S’opposer à l’influence du FN
Tous ceux qui ont à cœur de défendre les intérêts du monde du travail doivent combattre l’influence des idées du Front national, mais cela ne se fera sûrement pas en soutenant Macron. Loin de faire barrage au FN, les prétendus fronts républicains ne font que favoriser son influence en lui permettant d’apparaître comme le principal opposant au président nouvellement élu. Combattre le FN et ses idées ne peut se faire qu’en leur opposant les idées et les valeurs du mouvement ouvrier. À la perspective du repli derrière les frontières et de la guerre entre pauvres, les militants ouvriers doivent opposer la perspective de la lutte contre le patronat pour la libération sociale de tous les travailleurs.
Pour les travailleurs, la seule alternative à la crise du capitalisme consiste à être capables d’enlever à la bourgeoisie son pouvoir sur l’économie. Cela ne sera possible qu’à la condition que la classe ouvrière soit capable d’entraîner derrière elle toutes les catégories sociales frappées par la crise.

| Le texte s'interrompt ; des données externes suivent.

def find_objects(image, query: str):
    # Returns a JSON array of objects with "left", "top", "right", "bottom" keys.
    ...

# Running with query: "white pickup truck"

Pour cela, elle a besoin d’un parti révolutionnaire, capable de lui servir de boussole pour qu’elle reconnaisse ses ennemis, même quand ils prennent le visage d’une démagogue. Un tel parti devra être capable de lui proposer une politique qui permette aux travailleurs d’acquérir l’organisation et la conscience nécessaires pour prendre la direction de la société.